Now, as these are actually virtual machines, reboot takes place quite 
quickly:

May 14 16:49:46 wcs2 crmd[11381]:   notice: pcmk_quorum_notification: 
Membership 1000: quorum acquired (2)
May 14 16:49:46 wcs2 crmd[11381]:   notice: crm_update_peer_state: 
pcmk_quorum_notification: Node wcs1[739269211] - state is now member
May 14 16:50:05 wcs2 crmd[11381]:   notice: do_state_transition: State 
transition S_ELECTION -> S_INTEGRATION [ input=I_ELECTION_DC 
cause=C_FSA_INTERNAL origin=do_election_check ]
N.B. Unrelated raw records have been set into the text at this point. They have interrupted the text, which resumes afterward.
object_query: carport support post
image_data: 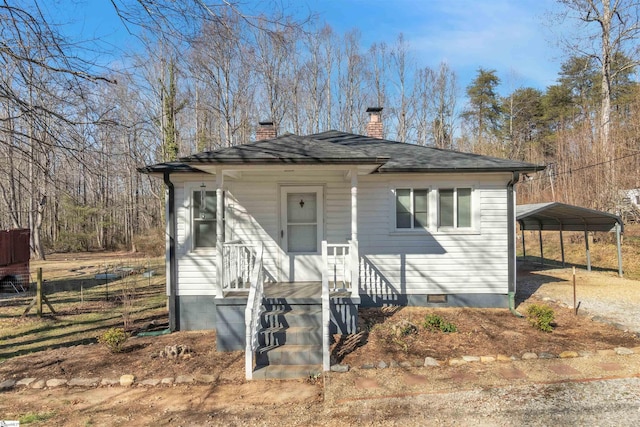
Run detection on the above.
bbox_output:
[616,222,622,277]
[560,227,564,267]
[538,229,544,267]
[584,224,591,271]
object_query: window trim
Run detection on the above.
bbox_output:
[436,185,478,232]
[391,185,433,233]
[185,182,219,253]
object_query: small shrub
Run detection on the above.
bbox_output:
[527,304,555,332]
[422,314,458,334]
[98,328,129,353]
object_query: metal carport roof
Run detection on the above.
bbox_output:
[516,202,623,231]
[516,202,623,277]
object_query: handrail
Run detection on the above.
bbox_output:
[322,240,331,371]
[222,240,255,292]
[244,246,264,380]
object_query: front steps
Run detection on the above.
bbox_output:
[253,298,322,379]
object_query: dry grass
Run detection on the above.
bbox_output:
[516,224,640,280]
[0,253,167,361]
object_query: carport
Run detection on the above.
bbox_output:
[516,202,623,277]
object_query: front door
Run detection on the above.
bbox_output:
[280,186,324,282]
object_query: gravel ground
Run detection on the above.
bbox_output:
[517,264,640,334]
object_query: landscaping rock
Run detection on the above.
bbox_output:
[31,380,47,390]
[331,365,349,372]
[449,359,467,366]
[16,378,36,387]
[175,375,196,384]
[0,380,16,391]
[69,378,100,387]
[120,374,136,387]
[422,357,440,368]
[614,347,633,356]
[195,374,216,384]
[46,378,67,388]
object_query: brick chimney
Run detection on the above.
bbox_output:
[367,107,382,139]
[256,121,278,141]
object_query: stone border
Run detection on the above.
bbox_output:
[0,347,640,392]
[331,347,640,372]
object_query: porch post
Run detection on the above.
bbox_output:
[216,168,224,298]
[349,167,360,297]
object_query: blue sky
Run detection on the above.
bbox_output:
[45,0,562,94]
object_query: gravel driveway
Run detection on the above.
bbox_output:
[517,263,640,336]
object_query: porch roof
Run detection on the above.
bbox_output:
[139,130,544,173]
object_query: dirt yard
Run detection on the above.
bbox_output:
[0,260,640,426]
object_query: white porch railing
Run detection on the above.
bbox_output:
[222,240,256,292]
[244,246,264,380]
[322,240,360,371]
[322,240,360,297]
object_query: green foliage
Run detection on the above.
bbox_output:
[98,328,129,353]
[422,314,458,334]
[527,304,555,332]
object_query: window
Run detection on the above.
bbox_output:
[396,188,429,229]
[191,187,217,249]
[438,188,471,228]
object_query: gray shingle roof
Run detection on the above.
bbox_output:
[140,130,544,173]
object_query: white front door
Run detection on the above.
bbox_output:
[280,186,324,282]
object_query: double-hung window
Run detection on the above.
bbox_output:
[395,188,429,230]
[191,187,217,249]
[438,188,472,228]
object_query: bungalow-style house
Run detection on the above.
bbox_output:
[140,108,543,378]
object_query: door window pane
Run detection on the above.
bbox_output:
[438,190,453,227]
[457,188,471,227]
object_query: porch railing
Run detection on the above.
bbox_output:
[222,240,256,292]
[322,240,360,296]
[244,246,264,380]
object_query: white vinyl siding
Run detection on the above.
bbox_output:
[358,174,510,299]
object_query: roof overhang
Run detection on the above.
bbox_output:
[516,202,624,232]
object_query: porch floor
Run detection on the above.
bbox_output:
[226,282,351,299]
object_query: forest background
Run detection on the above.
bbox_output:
[0,0,640,259]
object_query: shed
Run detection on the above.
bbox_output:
[516,202,624,277]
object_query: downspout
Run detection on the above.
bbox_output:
[507,172,524,317]
[164,172,180,332]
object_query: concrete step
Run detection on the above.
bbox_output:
[256,345,322,366]
[253,364,322,380]
[258,326,322,347]
[262,298,322,312]
[260,308,322,328]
May 14 16:50:07 wcs2 attrd[27573]:   notice: attrd_local_callback: 
Sending full refresh (origin=crmd)
May 14 16:50:07 wcs2 attrd[27573]:   notice: attrd_trigger_update: 
Sending flush op to all hosts for: probe_complete (true)
May 14 16:50:49 wcs2 stonith-ng[27571]:    error: remote_op_done: 
Operation reboot of wcs1 by wcs2 for crmd.11381 at wcs2.37151815: Timer expired
May 14 16:50:49 wcs2 crmd[11381]:   notice: tengine_stonith_callback: 
Stonith operation 11/38:2655:0:8f1636b7-dd1d-470c-b645-65a9c8743a69: 
Timer expired (-62)
May 14 16:50:49 wcs2 crmd[11381]:   notice: tengine_stonith_callback: 
Stonith operation 11 for wcs1 failed (Timer expired): aborting transition.
May 14 16:50:49 wcs2 crmd[11381]:   notice: tengine_stonith_notify: Peer 
wcs1 was not terminated (st_notify_fence) by wcs2 for wcs2: Timer 
expired (ref=37151815-2182-42fa-b32e-86288b18085b) by client crmd.11381

But why reboot operation timers expire?